The Generalized Langevin Equation with a power-law memory in a nonlinear potential well

TL;DR

This paper investigates the long-term behavior of a generalized Langevin equation with power-law memory in nonlinear potential wells, revealing conditions for unique stationary distributions and invariant measures in different regimes.

Contribution

It extends previous results to power-law memory kernels, analyzing the existence and uniqueness of stationary distributions in both integrable and non-integrable cases.

Findings

Unique stationary distribution exists when the kernel is integrable.

Invariant probability measure exists even when the kernel is not integrable.

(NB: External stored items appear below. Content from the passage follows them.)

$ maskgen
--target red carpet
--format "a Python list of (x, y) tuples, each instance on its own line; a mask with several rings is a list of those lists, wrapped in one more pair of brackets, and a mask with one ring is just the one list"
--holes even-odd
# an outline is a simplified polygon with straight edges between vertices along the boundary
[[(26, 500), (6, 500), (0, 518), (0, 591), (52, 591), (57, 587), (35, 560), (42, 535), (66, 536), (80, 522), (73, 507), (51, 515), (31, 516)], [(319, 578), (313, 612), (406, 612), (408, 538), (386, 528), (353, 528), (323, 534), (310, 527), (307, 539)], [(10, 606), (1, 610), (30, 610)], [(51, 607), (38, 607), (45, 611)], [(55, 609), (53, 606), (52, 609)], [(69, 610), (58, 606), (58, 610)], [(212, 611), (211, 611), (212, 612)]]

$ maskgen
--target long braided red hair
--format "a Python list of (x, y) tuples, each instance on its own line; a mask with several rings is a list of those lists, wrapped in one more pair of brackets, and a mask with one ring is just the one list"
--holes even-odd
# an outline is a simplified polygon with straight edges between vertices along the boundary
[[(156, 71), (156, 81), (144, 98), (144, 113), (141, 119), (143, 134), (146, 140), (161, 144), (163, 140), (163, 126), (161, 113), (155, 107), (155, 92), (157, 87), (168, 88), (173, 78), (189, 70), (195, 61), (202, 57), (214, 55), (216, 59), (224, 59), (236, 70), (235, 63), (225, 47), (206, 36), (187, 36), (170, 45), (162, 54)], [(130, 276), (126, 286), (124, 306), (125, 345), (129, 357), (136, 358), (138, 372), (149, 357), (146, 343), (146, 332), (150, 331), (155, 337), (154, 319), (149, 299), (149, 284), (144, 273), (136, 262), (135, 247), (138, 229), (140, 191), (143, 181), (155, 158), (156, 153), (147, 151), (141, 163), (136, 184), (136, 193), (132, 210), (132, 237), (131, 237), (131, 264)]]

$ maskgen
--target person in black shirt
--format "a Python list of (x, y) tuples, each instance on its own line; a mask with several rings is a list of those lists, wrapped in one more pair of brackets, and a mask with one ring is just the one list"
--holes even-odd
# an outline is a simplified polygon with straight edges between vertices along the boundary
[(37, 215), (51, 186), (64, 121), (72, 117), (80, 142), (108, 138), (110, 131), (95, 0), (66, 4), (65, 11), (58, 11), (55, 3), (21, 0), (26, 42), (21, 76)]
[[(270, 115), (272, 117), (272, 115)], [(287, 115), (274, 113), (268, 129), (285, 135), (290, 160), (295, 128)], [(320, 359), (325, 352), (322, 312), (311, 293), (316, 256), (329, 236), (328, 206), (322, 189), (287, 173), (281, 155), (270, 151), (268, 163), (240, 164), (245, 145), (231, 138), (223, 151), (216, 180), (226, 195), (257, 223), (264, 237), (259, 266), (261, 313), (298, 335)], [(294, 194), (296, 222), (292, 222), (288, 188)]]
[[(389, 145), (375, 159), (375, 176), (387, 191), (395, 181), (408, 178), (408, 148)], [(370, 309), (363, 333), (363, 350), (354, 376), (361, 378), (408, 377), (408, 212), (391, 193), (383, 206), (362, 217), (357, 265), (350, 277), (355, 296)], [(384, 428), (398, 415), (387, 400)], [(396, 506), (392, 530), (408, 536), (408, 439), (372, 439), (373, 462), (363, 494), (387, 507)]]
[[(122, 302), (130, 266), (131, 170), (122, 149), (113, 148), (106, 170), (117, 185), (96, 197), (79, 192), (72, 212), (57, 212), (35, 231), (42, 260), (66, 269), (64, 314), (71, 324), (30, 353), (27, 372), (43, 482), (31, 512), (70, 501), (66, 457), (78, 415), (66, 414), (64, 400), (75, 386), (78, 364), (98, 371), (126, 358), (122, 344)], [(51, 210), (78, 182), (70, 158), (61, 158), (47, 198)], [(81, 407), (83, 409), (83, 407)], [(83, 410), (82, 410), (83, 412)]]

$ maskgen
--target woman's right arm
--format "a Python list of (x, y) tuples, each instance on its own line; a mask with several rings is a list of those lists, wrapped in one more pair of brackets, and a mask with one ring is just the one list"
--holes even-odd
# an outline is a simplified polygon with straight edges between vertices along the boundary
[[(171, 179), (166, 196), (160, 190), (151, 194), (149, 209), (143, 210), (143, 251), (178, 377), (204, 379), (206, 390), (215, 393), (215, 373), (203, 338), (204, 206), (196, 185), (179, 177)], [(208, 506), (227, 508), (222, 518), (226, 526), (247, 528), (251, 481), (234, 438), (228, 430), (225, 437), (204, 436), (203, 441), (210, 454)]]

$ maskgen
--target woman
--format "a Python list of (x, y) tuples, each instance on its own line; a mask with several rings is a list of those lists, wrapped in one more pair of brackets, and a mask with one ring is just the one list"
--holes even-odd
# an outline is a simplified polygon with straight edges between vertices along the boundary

Method of asymptotic coupling does not apply in the non-integrable case.

Abstract

The generalized Langevin equation (GLE) is a stochastic integro-differential equation that has been used to describe the velocity of microparticles in viscoelastic fluids. In this work, we consider the large-time asymptotic properties of a Markovian approximation to the GLE in the presence of a wide class of external potential wells. The qualitative behavior of the GLE is largely determined by its memory kernel $K$, which summarizes the delayed response of the fluid medium on the particles past movement. When $K$ can be expressed as a finite sum of exponentials, it has been shown that long-term time-averaged properties of the position and velocity do not depend on $K$ at all. In certain applications, however, it is important to consider the GLE with a power law memory kernel. Using the fact that infinite sums of exponentials can have power law tails, we study the infinite-dimensional version of the Markovian GLE in a potential well. In the case where the memory kernel $K$ is integrable (i.e. in the asymptotically diffusive regime), we are able to extend previous results and show that there is a unique stationary distribution for the GLE system and that the long-term statistics of the position and velocity do not depend on $K$. However, when $K$ is not integrable (i.e. in the asymptotically subdiffusive regime), we are able to show the existence of an invariant probability measure but uniqueness remains an open question. In particular, the method of asymptotic coupling used in the integrable case to show uniqueness does not apply when $K$ fails to be integrable.